There are a few important reasons why George W. Bush made sense to many Americans after Bill Clinton. By now we’re familiar with the primary reason: the country was attracted to Bush’s ‘compassionate conservative’ message, a message that sanded off the hard edges of Reagan-era conservatism while simultaneously referencing a mythical American past in which right and wrong were definable and easily categorized.

The desire by some to embrace a leader who seemed to embody liberal and conservative ideals, who seemed, at least in rhetoric, to merge the best attributes of Republican presidents past (including his father) with the best attributes of Bill Clinton, can only be understood contextually; in the parlance of media and advertising, the Bush presidency was brought to us by Bill Clinton.

We knew what Clinton had done, but we never really knew who he was. To the end of his presidency Clinton remained an almost inscrutable figure. We knew, of course, about his various appetites, his charisma, his brilliance, but we never really had a sense of what made him tick. One of the enduring legacies of Clinton’s time in office is his penchant for triangulation, his perpetual search for the middle ground. In the end, Clinton seemed more a politician of strategy than passion. His methods were best described by the term he popularized with fellow politician-strategist Tony Blair; for most of his time in office, Clinton was a ‘third way’ President. While a cleaving to a ‘third way’ sounds fine, it is also an admission that one has arrived at a position by, in effect, splitting the difference. This does not a position make.

Bush took a different tack; he started with the poll-tested talk (‘compassionate conservatism’), and then committed himself almost wholly to a single side, much to the delight of right-wing partisans all over the country. In the end, Bush’s commitment to certain conservative principles won him more than a few enemies, but it also won him the earnest approval of a significant bloc of the country, a bloc that came out in large numbers to reelect him in 2004 (shenanigans in Ohio aside). As a Texan, I understand the main source of Bush’s popularity: whether we agreed with him or not, we understood his narrative. Unlike Clinton, Bush allowed us to access the heart of his decision-making process, the organ which converted the information he received to the policies he endorsed. Bush’s ‘heart’ was his conversion to Christianity. Many of Bush’s policies – PEPFAR and No Child Left Behind are examples here – neatly fit the Christian conversion narrative, and seemed to define his vision for the country. Bush seemed to believe that, for the disadvantaged anyway, America should be a country of rigid regulations, a country bounded by strict unalterable rules, but a country, too, that provided a path – narrow though it was – to redemption.

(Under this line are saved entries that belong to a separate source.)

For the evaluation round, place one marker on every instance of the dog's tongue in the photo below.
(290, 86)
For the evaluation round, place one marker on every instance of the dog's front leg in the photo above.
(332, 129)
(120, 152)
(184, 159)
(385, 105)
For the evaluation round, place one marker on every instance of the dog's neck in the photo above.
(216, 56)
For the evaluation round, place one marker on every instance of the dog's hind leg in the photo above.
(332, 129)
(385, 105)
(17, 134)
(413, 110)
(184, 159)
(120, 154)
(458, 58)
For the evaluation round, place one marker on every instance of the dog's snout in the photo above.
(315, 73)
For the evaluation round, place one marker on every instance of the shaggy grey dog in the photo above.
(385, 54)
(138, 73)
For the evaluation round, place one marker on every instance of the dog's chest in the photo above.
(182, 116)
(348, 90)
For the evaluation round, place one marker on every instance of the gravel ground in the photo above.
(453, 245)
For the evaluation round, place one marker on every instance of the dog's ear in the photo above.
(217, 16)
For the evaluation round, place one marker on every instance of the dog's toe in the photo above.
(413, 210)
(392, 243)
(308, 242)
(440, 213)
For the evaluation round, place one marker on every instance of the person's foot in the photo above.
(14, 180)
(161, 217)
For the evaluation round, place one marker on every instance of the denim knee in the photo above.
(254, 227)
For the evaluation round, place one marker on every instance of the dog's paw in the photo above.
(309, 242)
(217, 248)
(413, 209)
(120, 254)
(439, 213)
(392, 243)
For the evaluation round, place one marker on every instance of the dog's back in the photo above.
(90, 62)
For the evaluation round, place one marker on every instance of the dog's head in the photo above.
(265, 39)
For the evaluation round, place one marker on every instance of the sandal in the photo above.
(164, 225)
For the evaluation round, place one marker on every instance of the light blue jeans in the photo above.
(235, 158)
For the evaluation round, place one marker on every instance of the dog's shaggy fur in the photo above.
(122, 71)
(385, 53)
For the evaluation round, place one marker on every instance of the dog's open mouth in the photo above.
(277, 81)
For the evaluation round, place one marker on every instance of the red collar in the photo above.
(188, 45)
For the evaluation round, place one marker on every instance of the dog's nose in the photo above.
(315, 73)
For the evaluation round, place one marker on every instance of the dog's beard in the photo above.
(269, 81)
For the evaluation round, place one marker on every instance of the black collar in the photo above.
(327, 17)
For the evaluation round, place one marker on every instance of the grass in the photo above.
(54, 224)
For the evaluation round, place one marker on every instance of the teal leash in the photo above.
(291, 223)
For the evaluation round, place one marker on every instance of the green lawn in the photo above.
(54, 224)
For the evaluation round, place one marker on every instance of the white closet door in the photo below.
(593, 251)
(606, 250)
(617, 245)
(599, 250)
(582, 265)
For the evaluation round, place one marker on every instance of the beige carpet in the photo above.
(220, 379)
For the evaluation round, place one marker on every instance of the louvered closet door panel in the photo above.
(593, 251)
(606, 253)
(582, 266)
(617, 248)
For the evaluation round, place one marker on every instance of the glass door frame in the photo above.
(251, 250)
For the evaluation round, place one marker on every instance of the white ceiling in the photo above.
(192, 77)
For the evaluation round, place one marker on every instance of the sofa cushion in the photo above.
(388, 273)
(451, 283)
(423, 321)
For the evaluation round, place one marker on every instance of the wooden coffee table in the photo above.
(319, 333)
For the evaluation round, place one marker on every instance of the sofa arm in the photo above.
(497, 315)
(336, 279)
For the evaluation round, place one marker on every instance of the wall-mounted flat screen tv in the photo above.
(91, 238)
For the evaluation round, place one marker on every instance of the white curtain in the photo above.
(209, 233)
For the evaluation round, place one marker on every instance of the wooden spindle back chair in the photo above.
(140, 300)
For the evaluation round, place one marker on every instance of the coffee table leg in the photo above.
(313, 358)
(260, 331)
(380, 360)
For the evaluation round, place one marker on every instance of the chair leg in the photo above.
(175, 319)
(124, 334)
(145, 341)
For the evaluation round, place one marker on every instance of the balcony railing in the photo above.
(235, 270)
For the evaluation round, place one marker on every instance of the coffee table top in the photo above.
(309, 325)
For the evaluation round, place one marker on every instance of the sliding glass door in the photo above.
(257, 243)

(We later learned that the ‘path’ was no path at all, but that is a different tale).

Many of us instantly fell in love with Obama because he, like Bush before him, wore his heart on his sleeve. His 2004 speech at the Democratic National Convention was a declaration of who he was, why he was, and how he’d be different. He was a community organizer. A civil rights attorney. He was the product of two races, a walking, talking embodiment of MLK’s American dream. We believed that Obama would be a transformational figure because his narrative – his ‘heart’ – was about a man coming to terms with his identity and embracing the various parts of himself. We hoped that his policies would reflect this narrative, that he would help America complete the same journey.

The most dispiriting thing about the Obama presidency thus far isn’t that he hasn’t had some successes – surely he has. It is the realization that, perhaps, the poetry of his campaign can never be reconciled with the prose of governing. It is the realization that there is a possibility we don’t know as much about his heart as we initially believed. It is the realization that, when it comes to matters of the heart, there is a possibility that he will be more like Clinton, and less like Bush.

That said, Obama still has time, and I still believe in his presidency. He still has time to show us his heart.